The first is centered on academics. Despite that the American educational system has always been portrayed as a haven from standardized testing—a reason why many Chinese families send their children abroad, they still want to ensure that intellectual challenges remain. When I say intellectual challenges, these people really mean by the difficulty of STEM courses. Most of the Chinese parents (family friends) who I have talked to still firmly believe the superiority of STEM. In their eyes, humanities and social sciences represents a limited and worrisome career path, an unachievable idealism, or a complete waste of time. Even my parents, who always told me to discover and to follow my passion, still actively attempt to convince to study business or economy in college and to put my academic interests away as a minor.
However, I still consider myself lucky that I am born in a time when Chinese parents start to reconsider and to redefine education. During my parents’ time, studying humanities meant “losing face” for the family. My mom always told me the story of how she was interested in and good at social sciences in high school. She aspired to become a lawyer, but her dream was soon dashed as my grandfather firmly believed in the superiority of STEM. Fortunately, just a generation after, Chinese families, especially the socioeconomically privileged ones, came to realize that education is not just about employment, but also passions, ideals, and self discovery.
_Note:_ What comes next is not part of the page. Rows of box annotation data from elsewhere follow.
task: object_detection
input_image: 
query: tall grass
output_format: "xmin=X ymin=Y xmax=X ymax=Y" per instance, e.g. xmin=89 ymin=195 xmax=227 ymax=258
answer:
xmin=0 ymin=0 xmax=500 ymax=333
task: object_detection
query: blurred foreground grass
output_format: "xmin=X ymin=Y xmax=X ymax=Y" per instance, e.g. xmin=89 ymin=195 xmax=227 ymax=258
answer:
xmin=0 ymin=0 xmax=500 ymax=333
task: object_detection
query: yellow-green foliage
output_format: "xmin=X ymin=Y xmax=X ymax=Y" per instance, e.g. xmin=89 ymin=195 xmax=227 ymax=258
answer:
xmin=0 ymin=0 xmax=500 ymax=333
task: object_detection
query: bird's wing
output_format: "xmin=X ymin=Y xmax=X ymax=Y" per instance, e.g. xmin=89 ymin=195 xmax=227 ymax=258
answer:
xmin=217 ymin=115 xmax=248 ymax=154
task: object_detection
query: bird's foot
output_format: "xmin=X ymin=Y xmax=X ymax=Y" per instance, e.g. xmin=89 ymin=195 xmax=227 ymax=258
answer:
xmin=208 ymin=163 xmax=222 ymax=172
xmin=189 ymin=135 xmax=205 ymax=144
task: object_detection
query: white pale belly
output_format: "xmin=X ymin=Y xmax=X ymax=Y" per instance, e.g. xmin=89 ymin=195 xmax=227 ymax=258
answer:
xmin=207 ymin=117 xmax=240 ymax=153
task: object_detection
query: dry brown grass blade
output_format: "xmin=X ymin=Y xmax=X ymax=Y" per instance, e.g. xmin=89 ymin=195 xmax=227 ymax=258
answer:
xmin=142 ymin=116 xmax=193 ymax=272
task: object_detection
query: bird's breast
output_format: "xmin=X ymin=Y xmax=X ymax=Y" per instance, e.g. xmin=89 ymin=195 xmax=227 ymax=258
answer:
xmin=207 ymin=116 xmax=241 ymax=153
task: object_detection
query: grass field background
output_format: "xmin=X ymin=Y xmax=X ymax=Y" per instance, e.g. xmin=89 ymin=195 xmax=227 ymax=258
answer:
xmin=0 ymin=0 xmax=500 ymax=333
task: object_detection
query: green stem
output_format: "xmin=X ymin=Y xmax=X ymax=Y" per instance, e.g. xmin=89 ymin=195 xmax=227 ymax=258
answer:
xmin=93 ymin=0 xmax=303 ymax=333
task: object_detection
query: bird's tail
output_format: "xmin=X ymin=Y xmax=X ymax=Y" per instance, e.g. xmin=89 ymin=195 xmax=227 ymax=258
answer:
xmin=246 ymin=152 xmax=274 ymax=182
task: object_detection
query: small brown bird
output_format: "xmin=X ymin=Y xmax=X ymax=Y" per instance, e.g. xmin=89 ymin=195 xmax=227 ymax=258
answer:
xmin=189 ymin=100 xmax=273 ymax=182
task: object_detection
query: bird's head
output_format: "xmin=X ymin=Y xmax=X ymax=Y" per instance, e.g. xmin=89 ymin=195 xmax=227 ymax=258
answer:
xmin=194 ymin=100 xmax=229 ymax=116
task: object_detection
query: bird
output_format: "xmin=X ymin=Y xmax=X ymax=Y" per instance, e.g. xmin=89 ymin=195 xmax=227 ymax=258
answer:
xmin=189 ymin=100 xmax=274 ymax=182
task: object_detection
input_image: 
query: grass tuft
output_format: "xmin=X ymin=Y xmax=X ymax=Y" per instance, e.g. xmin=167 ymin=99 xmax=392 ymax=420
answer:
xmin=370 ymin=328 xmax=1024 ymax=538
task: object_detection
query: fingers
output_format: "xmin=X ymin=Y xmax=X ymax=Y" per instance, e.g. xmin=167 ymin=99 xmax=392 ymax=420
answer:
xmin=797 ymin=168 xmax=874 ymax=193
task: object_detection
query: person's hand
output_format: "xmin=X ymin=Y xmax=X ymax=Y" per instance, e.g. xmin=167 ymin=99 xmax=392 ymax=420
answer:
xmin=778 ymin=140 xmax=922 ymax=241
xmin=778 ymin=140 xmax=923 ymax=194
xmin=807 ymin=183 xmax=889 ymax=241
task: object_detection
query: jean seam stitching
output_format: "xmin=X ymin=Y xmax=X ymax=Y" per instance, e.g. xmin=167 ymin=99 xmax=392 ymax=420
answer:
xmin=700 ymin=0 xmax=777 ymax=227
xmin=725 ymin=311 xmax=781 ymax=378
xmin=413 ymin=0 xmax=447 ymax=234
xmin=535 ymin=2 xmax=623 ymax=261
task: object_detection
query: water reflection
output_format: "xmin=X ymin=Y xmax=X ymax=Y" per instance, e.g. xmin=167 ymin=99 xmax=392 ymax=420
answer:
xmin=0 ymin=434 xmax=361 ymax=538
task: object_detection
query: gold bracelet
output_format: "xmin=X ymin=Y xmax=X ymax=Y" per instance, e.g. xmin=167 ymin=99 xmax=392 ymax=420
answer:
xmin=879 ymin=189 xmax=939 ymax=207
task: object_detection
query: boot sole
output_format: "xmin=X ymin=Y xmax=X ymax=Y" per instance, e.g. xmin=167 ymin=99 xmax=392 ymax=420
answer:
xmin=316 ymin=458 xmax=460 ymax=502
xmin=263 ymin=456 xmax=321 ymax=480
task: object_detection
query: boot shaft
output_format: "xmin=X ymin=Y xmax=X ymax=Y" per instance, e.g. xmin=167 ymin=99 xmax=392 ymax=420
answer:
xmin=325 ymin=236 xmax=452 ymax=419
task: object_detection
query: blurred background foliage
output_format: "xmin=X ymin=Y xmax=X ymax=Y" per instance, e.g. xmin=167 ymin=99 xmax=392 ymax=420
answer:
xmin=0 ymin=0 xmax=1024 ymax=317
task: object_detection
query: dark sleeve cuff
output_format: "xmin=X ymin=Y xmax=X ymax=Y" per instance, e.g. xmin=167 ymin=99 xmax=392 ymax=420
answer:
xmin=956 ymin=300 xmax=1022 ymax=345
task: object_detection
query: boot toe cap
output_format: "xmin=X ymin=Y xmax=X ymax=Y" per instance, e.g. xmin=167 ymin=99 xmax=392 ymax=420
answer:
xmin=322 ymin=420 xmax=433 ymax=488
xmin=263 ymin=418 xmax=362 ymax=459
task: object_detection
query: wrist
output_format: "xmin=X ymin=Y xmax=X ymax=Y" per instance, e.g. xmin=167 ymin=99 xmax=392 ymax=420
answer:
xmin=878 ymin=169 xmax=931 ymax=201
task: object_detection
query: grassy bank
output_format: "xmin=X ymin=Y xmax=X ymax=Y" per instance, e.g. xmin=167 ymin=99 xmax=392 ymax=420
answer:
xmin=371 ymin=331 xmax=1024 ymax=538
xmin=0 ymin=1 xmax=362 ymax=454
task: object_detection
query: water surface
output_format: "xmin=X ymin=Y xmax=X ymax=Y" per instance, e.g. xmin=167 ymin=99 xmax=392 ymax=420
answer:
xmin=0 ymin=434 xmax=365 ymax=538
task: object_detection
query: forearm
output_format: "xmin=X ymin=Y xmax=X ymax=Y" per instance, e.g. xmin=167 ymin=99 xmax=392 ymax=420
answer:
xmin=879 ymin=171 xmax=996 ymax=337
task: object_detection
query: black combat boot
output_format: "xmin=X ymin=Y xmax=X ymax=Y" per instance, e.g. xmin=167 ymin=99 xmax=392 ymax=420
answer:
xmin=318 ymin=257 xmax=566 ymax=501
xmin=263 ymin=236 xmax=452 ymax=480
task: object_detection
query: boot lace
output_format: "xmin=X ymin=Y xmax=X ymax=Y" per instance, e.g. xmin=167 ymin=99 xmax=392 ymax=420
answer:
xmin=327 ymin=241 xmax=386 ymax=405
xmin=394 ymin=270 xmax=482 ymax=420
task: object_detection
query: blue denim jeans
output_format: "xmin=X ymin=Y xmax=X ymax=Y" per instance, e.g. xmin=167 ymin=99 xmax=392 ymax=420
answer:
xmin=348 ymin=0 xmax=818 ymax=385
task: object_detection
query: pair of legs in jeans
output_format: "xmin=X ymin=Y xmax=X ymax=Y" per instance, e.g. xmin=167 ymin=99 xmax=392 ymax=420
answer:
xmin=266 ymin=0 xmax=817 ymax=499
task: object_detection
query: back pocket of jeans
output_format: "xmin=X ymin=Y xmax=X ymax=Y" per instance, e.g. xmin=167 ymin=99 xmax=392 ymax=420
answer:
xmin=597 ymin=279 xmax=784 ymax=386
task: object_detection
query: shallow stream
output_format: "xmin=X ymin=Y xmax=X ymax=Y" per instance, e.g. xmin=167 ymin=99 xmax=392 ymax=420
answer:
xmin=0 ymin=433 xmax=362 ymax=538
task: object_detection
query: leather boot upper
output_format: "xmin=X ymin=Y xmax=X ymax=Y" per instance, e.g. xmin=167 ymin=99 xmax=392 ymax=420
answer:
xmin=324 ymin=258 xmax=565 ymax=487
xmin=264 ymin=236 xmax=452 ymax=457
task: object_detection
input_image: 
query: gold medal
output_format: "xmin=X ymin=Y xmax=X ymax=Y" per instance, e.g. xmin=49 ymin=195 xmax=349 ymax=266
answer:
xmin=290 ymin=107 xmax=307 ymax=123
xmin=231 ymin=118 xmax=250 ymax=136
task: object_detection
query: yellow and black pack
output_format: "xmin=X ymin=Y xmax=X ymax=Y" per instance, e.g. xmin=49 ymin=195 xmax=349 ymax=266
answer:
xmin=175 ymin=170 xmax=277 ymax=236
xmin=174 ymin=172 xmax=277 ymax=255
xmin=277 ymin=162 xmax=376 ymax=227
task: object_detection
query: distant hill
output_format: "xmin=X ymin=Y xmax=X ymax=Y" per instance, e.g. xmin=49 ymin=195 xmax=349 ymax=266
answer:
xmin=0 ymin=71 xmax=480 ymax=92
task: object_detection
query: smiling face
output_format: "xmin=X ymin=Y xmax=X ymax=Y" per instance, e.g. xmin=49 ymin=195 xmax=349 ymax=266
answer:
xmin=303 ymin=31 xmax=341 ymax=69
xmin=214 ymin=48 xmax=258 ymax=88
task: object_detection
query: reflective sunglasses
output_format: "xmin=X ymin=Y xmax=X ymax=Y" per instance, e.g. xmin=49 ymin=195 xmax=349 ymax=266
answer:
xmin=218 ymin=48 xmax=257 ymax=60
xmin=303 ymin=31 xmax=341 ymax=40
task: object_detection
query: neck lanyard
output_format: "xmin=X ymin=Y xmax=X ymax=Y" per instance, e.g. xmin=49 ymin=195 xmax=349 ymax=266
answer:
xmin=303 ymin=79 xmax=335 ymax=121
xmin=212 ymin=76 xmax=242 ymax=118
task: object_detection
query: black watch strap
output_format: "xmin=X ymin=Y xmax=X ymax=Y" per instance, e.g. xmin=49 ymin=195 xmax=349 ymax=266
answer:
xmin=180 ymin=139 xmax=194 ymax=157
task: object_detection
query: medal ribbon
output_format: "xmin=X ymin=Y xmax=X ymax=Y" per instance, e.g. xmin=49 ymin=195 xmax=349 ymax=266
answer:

Interestingly, Chinese parents often think about education as one of the best ways of “investment”. STEM symbolizes a practical gateway for a person to advance socioeconomically and to return such investment back to his or her parents. In that context, studying social sciences represents a betrayal to the family and a lack of familial responsibility—in other word, losing face of the family.
Similarly, Losing Face presents this conflict between personal wants (intellectual interest) and social standing (practical career) as expected from the family as a multi-generational conflict. The movie more specifically examines how this conflict would intersect with gender identity: for the Chinese women, it is often a fight between true love and arranged marriages.
Yet, one question still remains: why and how does this conflict persist in the Chinese American community? One can argue that Chinese people are inherently practical, considering the previous generations of Chinese had to endure severe poverty under the Communist regime. But why has the White American educational culture of “well-roundedness” not successfully changed the Chinese American concept of education?
This goes back to the second most common question I received from other people: whether I can successfully fit in and become a part of the White American cultural circle. They perceive the successful America as the suburban White America. Some of the family friends did not even bother to hide their explicit racism, “how many black students are there in your school? I hope that there are not many.” Chinese American immigrants today, often socioeconomically privileged, feel a sense of insecurity on holding onto their socioeconomic status and prioritize the need to pass as white or at least present themselves superior to people of other minority groups.
Trespasser? offers a deeper examination into this Asian American insecurity. Although the model minority myth presents Asian Americans as the successful examples of racial uplifting, their status on the racial hierarchy is not as secured as that of white Americans. Asian Americans do not enjoy white privileges, and not everyone enjoys socioeconomic privileges that can easily be nullified. The model minority myth creates a perpetual motion upward. Those successful Asian Americans fight hard to retain their privileges for their children and themselves, while the unsuccessful ones fight even harder to move upward under the threat and fear that other minority groups might catch up later. White America uses the Model Minority myth to pit Asian Americans against other races, thus making solidarity among minorities more fragile and more inviable.
This insecurity binds Asian Americans to the familial responsibility of retaining their social standings and therefore saving the face of the family.